Once the coloured clothing has been put away Michael Vaughan will take control for what promises to be a very important Test series for him. Vaughan and England are in desperate need of a series victory, having won just two of their eight post-2005 Ashes series. Failure to defeat a bedraggled New Zealand Test side would place Vaughan’s position as captain in jeopardy, along with the Test careers of several of England’s more experienced players.
Big performances are needed from Stephen Harmison, Matthew Hoggard, James Anderson, Andrew Strauss and Collingwood, if he is to be seriously considered for Vaughan’s position in the future. The pitches in New Zealand should offer England’s fast bowlers assistance, conditions that Harmison, Hoggard and Anderson must exploit if they wish to retain their places in the side.
Strauss looks set to reclaim his place at the top of the order, with Vaughan moving to three and Ian Bell being pushed down to six. A four month rest will have helped Strauss but he too needs to perform. If these players fail to produce match-winning displays the selectors will be encouraged to introduce younger, fresher players in the summer so that they can gain 12 months and 15 Tests of experience before Australia arrive.

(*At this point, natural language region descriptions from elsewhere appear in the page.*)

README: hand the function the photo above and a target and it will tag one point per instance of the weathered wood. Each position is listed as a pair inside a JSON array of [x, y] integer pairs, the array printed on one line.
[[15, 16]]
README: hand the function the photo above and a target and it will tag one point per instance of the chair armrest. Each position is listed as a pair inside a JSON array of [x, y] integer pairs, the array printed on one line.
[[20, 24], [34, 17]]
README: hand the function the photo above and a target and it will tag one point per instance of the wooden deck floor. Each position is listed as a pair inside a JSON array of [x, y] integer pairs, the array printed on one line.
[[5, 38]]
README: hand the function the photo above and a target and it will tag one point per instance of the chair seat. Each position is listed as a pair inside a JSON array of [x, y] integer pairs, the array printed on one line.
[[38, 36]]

New Zealand are there for the taking. The Black Caps are not a happy bunch. The coach, John Bracewell, is not very popular, the deposed captain, Stephen Fleming is, apparently, counting down the days to his retirement, and in the last 12 months they have lost several senior players. There are fears that more will disappear too, choosing lucrative Twenty20 contracts in India ahead of those offered by the New Zealand Cricket Board.
Shane Bond, the side’s star bowler, is currently in a legal battle with the NZC after agreeing a three year deal with the rebel Indian Cricket League. Initially Bond was told by NZC that his international career would not be threatened if he signing up with ICL, but this changed when the Board of Control for Cricket in India began flexing its muscles. In an attempt to blow the ICL out of the water and promote its own Twenty20 competition, the Indian Premier League, the BCCI has asked other boards to ban players who sign for ICL. The BCCI’s financial clout is persuading other boards to do as they say. Bond is unlikely to play against England.
The changes leave New Zealand with a threadbare side that is yet to find a settled opening combination, whether it be with the bat or ball. Fleming, Jacob Oram, Brendon McCullum and Daniel Vettori, the captain, are the spine of a side that will compete hard but England should expect to comfortably win the series.
“It’s the start of a new year and it’s an exciting time,” said Peter Moores, the England coach.